CAPTCHA Limitations of Bot Mitigation
An essential part of the technological evolution is creating systems, machines and applications that autonomously and independently create, collect and communicate data. This automation frees information technology folk to focus on other tasks. Currently, such bots generate more than half of the internet traffic, but unfortunately every evolution brings with it some form of abuse. Various ‘bad’ bots aim to achieve different goals, among which are web scraping, web application DDoS and clickjacking. While simple script-based bots are not much of a challenge to detect and block, advanced bots dramatically complicate the mitigation process using techniques such as mimicking user behavior, using dynamic IP addresses, operating behind anonymous proxies and CDNs, etc.

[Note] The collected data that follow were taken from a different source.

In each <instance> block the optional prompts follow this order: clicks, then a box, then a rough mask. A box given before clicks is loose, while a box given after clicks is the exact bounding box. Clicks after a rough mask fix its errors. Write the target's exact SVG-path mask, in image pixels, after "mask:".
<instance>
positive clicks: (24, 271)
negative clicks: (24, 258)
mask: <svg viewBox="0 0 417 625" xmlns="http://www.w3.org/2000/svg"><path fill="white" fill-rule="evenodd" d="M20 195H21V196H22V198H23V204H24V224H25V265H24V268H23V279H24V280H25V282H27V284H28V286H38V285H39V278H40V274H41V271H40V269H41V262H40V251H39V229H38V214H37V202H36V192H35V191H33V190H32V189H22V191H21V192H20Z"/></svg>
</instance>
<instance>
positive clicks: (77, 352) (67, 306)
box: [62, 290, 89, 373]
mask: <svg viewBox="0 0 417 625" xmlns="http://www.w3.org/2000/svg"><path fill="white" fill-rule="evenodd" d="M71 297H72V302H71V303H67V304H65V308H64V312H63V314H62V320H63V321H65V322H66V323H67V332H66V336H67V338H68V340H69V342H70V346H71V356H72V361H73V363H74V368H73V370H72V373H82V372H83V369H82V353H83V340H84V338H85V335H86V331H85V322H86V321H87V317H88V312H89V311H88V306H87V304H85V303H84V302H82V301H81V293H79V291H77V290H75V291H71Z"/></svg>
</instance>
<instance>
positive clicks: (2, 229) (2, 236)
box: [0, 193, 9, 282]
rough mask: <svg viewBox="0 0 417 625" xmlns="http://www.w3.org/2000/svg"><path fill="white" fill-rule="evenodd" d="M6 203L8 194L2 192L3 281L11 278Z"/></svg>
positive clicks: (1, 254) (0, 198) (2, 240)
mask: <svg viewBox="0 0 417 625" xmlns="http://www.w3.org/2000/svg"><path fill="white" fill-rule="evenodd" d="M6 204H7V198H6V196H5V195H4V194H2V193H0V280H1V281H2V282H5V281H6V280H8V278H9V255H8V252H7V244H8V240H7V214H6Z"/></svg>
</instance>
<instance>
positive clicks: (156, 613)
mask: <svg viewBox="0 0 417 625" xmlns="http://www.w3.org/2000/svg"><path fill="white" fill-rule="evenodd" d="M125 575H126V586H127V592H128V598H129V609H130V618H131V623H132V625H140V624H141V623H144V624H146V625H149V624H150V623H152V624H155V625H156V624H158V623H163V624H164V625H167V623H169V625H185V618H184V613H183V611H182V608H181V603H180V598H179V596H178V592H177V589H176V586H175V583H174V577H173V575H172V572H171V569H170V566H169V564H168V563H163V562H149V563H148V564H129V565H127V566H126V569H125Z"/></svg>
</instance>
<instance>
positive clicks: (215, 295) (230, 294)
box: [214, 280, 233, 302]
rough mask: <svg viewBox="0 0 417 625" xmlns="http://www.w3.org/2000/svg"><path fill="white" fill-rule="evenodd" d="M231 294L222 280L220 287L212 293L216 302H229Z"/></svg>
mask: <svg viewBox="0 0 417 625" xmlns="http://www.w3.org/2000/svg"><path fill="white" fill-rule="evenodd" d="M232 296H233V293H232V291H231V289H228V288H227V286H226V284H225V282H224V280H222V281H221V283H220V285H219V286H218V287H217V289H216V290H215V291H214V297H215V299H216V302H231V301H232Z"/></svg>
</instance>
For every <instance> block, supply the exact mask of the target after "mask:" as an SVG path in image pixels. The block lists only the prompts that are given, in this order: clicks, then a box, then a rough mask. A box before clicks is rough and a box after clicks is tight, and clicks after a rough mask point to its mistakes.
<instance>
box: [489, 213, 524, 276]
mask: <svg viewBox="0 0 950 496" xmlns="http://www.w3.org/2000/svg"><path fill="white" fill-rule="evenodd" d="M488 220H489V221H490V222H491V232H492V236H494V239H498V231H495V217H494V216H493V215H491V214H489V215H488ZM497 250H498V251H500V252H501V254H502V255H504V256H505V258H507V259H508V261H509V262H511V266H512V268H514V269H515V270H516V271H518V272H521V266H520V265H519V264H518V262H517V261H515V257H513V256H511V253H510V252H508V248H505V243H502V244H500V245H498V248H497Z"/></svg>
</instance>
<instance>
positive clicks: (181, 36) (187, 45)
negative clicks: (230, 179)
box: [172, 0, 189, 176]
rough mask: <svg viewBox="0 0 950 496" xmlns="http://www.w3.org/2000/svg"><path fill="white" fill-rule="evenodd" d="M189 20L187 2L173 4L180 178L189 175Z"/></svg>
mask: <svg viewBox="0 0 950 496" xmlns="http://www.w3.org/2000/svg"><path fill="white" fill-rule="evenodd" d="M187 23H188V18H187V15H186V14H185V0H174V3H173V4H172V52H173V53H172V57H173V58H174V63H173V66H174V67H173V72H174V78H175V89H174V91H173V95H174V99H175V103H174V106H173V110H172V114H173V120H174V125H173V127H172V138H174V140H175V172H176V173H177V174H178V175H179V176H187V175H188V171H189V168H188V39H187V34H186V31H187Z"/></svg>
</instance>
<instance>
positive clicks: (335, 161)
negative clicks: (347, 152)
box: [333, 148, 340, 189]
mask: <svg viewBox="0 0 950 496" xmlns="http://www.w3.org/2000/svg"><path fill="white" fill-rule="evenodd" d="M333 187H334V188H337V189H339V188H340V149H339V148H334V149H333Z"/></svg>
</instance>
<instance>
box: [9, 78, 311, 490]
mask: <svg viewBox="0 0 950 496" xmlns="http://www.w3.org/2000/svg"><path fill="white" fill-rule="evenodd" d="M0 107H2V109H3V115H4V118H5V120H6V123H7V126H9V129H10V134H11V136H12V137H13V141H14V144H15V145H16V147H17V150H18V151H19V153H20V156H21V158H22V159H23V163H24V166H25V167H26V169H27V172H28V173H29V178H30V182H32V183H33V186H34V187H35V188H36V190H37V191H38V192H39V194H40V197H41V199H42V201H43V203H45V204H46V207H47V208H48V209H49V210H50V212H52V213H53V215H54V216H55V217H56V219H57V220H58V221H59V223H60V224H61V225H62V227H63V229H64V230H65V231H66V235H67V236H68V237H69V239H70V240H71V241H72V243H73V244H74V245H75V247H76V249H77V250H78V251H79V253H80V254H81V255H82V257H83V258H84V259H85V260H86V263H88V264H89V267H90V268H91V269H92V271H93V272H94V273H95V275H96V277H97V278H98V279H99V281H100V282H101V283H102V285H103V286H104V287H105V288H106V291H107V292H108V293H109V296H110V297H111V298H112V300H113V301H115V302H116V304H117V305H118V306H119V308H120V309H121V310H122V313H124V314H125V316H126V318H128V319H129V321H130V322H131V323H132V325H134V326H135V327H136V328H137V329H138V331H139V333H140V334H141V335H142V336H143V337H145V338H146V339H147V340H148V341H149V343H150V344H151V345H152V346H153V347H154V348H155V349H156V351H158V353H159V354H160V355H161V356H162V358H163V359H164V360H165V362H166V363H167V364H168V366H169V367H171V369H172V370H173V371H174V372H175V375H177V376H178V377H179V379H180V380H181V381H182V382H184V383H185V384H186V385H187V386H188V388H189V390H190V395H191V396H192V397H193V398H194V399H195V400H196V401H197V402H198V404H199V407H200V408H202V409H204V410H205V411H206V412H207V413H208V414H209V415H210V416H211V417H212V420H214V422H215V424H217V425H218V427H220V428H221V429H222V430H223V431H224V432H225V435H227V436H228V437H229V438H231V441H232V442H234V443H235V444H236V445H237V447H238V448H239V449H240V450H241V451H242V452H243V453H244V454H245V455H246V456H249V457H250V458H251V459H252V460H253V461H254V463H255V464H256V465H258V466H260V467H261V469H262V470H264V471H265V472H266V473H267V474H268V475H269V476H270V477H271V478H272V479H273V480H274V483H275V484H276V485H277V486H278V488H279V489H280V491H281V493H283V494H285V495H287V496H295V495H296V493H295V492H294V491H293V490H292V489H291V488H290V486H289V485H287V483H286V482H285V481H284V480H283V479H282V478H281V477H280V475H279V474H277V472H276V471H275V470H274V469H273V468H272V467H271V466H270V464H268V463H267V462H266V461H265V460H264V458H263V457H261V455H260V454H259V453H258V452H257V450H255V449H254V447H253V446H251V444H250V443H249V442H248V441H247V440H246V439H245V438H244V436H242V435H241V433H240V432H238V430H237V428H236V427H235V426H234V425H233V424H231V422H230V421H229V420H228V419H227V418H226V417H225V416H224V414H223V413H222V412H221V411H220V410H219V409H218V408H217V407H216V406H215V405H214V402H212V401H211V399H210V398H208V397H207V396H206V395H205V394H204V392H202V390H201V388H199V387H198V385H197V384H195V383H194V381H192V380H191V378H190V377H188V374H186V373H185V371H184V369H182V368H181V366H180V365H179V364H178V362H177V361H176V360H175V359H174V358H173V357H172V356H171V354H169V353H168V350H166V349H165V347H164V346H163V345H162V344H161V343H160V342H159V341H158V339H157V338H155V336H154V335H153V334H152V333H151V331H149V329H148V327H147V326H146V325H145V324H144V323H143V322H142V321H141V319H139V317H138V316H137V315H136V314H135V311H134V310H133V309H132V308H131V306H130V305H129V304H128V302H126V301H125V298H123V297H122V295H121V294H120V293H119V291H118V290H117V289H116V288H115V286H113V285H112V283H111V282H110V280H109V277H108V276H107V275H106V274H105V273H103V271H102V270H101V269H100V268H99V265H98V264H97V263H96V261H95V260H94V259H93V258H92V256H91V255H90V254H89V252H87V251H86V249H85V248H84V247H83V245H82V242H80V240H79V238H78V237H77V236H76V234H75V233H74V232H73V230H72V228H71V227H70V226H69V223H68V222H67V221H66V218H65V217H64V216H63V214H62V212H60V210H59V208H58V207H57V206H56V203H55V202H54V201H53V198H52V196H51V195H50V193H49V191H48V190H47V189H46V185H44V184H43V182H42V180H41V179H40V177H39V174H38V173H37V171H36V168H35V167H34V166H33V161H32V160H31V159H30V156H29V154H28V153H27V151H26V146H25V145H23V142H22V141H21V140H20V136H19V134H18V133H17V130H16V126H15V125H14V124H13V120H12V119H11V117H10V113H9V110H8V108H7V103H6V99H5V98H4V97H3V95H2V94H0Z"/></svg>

CAPTCHA means “Completely Automated Public Turing Test to tell Computers and Humans Apart”.
As bots are growing in sophistication, they are a complex threat for many site operators. Solutions in the market today leverage several techniques that each has its own limitations, in particular those that are based on IPs like blacklisting. Others include challenges during the handshake but these can be tricked too. In websites, one of the most popular forms of making a distinction between bots and human is captcha. Unfortunately, it does not deliver the required level of protection compared to the more advanced device fingerprinting approach.
Is Captcha Failing the Test?
Let’s try and look at it from a bot’s point of view. If I am a bot and I want to bypass a fingerprint mechanism, the effort is much greater and complex than bypassing a captcha. First, captcha requires human intervention and cooperation. We all know how unpleasant captcha can be – sometimes we must answer a question by clicking pictures, by typing a word or numbers that have been distorted, or even sometimes by typing a word heard from a soundtrack. Bots become more and more sophisticated and use new technologies to bypass captcha, like speech-to-text technology that write the word played on a soundtrack. A little over a year ago, Google presented reCAPTCHA. reCAPTCHA is more resilient than the classic captcha, however it still requires human interaction (to check the “I’m not a robot” box), and also has limitations in some use cases. reCAPTCHA is presented as though the request is coming from a legitimate user and not a bot. Multiple factors are used to identify the bot before presenting the reCAPTCHA: Number of reCAPTCHA per domain / per browser, simultaneous requests per day and more). And then the reCAPTCHA is presented.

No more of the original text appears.